There are lots of reasons why Washington D.C. is a terrific place to be a college student. The concentration of universities in the D.C. area means many Catholic University undergraduates form networks of friends and events across multiple campuses. The city has an international flavor, with embassies and cultural institutions abounding. It’s also “internship city”: approximately 64% of all Catholic University undergraduates do at least one internship, in government, business, museums, or elsewhere. Skim through the student bios on the university’s website and a common question is “Favorite place in D.C. to hang out?” (and the answers are usually the National Gallery of Art or Natural History Museum, the monuments on the National Mall, or something else along those lines).
Washington is also living history and history in the making. And in recent years the Department of History’s faculty have increasingly made a practice of incorporating excursions off campus to complement and enrich what goes on in the conventional classroom: an invaluable resource to deepen students’ tangible connections to what they’re studying.
Professor Stephen West, a specialist in 19th-century American, Civil War, and Reconstruction history, regularly teaches HIST 151: “Abraham Lincoln in History and Memory”, which examines Lincoln’s life and career, but also how successive generations have understood and commemorated his presidency and helped to shape his memory as symbol and meaning of America. He says: “One of the delights of teaching American history here at Catholic University is having the nation’s capital as our classroom. As part of HIST 151, we learn about Lincoln’s assassination by seeing where it happened at Ford’s Theatre [visit pictured above], and we talk about how the historic site presents that history to the public.” The class also visits what is now called “Lincoln’s Cottage”, nearly adjacent to our campus on the grounds of Soldiers’ Home, where Lincoln lived for more than one-quarter of his presidency.

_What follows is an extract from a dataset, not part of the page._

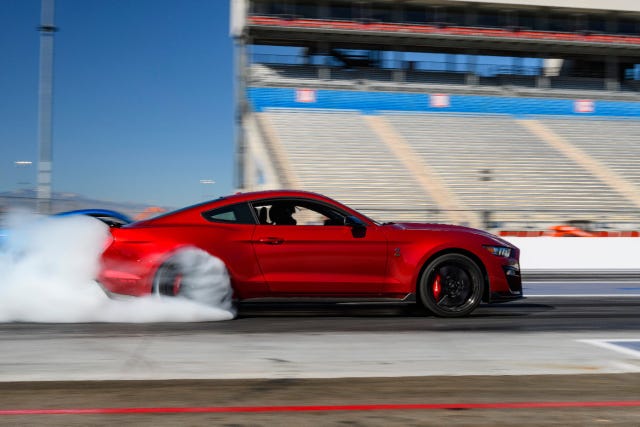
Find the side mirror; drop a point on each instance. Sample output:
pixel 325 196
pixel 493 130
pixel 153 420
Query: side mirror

Colin Matthews, now a rising sophomore in 2024-2025 who took the class in spring 2024, says : “As a CUA history major, living in D.C. provides a form of history like no other. In my experience, field trips such as Ford’s Theatre and the Lincoln’s Cottage presented the sheer tangibility of history. We’re mostly accustomed to observing our past via different forms of media and literature, but physical locations and objects really make history feel alive. In that way, we saw the reality of the past, helping our class to better understand what was, what is, and what our future could be. An experience like that was truly phenomenal.”
Professor Julia Young, a specialist in Mexican, Latin American, and migration history, teaches HIST 286, “Mexico and Mexican America”. One of the highlights of her last offering of this course (also in spring 2024) was a visit to the Mexican Cultural Institute, a center of cultural heritage and artistic dialogue between Mexico and the United States [visit pictured above]. Adam Cady said of the course: “Taking a Mexican history course at the Catholic University of America, the topics and historical events about which I learned came to life through CUA’s archives, great books collection, and the Basilica’s Latin American art in the Basilica of the National Shrine of the Immaculate Conception, including its depiction of Our Lady of Guadalupe. In my class, we were able to see and look through the original Mexican Declaration of Independence, as well as many other original documents and books that pertained to the class and Mexican history. It is difficult to imagine that other universities have such a wide array of historical resources that can help bring one’s history courses to life. My history course at CUA was a truly great experience.”
Professor Larry Poos teaches HIST 202, “Food: A Global History”, which covers the cultural, social, and economic meaning of food across wide ranges of time and space (sometimes augmented from his own kitchen, a passion of his). Washington has proven to offer a remarkably varied range of places to get insights into food history (an area of history that’s grown rapidly in scope in recent years). For instance, the class reads about depictions of food in art and discusses their meaning, and then visits the National Gallery of Art to be led through a series of still lifes by a member of the Gallery’s staff [visit pictured above]. Other visits are to the U.S. Department of Agriculture (to learn about food policy) and the Heurich House Museum (to get a tangible sense of the domestic and culinary life of Washington’s most important brewery owner more than a century ago).
In fact, it’s hard to imagine any of our courses that couldn’t have an off-campus component to it – the students love it!